Desço e vou em direção ao pequeno monte de pedras adornado de flores, onde o nome de Maeve Storm está gravado em uma placa de madeira. É aqui que eu venho quando sinto saudades, e tudo parece demais pra mim. Ponha mais uma flor ao lado.
Minha mãe me trouxe aqui uma vez, ela amava esse lugar. Lembro que na ocasião eu só conseguia pensar em como estava cansada depois da caminhada que fizemos após descer do trem. Meus pensamentos infantis vagueavam pela vontade de ter algo que me levasse a qualquer lugar.
Depois disso comecei a ajudar meu avô em tudo que ele precisava, então pude guardar uns trocados. Muitos anos depois comprei minha moto, uma Royal Enfield Himalayan. Minha Dalila. Somos inseparáveis desde então.Trago meu cigarro e a fumaça dança pelos meus pulmões. Penso na conversa de hoje cedo. Eu não deixaria Lewis sozinho agora. Embora eu tenha certeza que Ryan cuidaria bem dele, já que tem sido uma ótima companhia para o meu avô, e os dois se dão realmente bem. Tudo seria mais fácil se minha mãe ainda estivesse aqui.
Fico olhando a vista por um tempo, a diferença entre as províncias e a capital é gritante. Jogo meu cigarro na grama úmida da manhã. Dou partida na moto e me preparo para voltar a estrada. Passo minha mão sobre o tanque da moto.
— Dalila, nosso passeio ainda não acabou.***
As ruas da Província de Marte estão piores do que eu lembrava. As casinhas modestas, que abrigam pessoas simples parecem que vão desabar. A lama causada pela chuva cobre toda a estrada.

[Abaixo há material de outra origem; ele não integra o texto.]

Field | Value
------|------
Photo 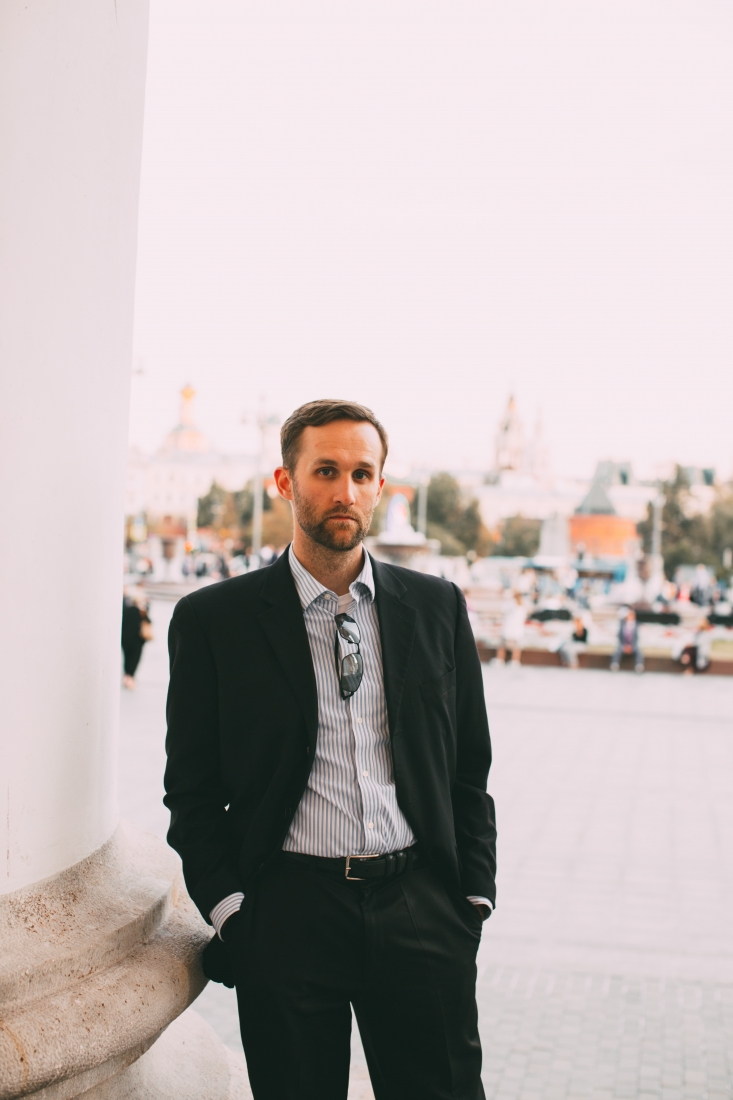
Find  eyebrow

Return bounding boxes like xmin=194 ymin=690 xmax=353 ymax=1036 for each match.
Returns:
xmin=313 ymin=459 xmax=376 ymax=470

Encontro a casa sem dificuldade, apesar de simples, tem todo tipo de planta enfeitando sua entrada. Uma cerca baixa com uma pintura branca descascada separa o singelo jardim da rua. Guardo Dalila no espaço que Helena reservou para ela.
Minha mãe tinha uma única amiga. E sempre me arrastava junto nas suas visitas a ela. Helena é filha dessa amiga, ela é um pouco mais velha que eu, mas com o tempo acabamos ficando amigas também. Da última vez que a vi, ela me contou que estava grávida do segundo filho. Ela e o marido estavam radiantes. Então, na vinda para cá passei no mercado e comprei algumas coisinhas para o bebê.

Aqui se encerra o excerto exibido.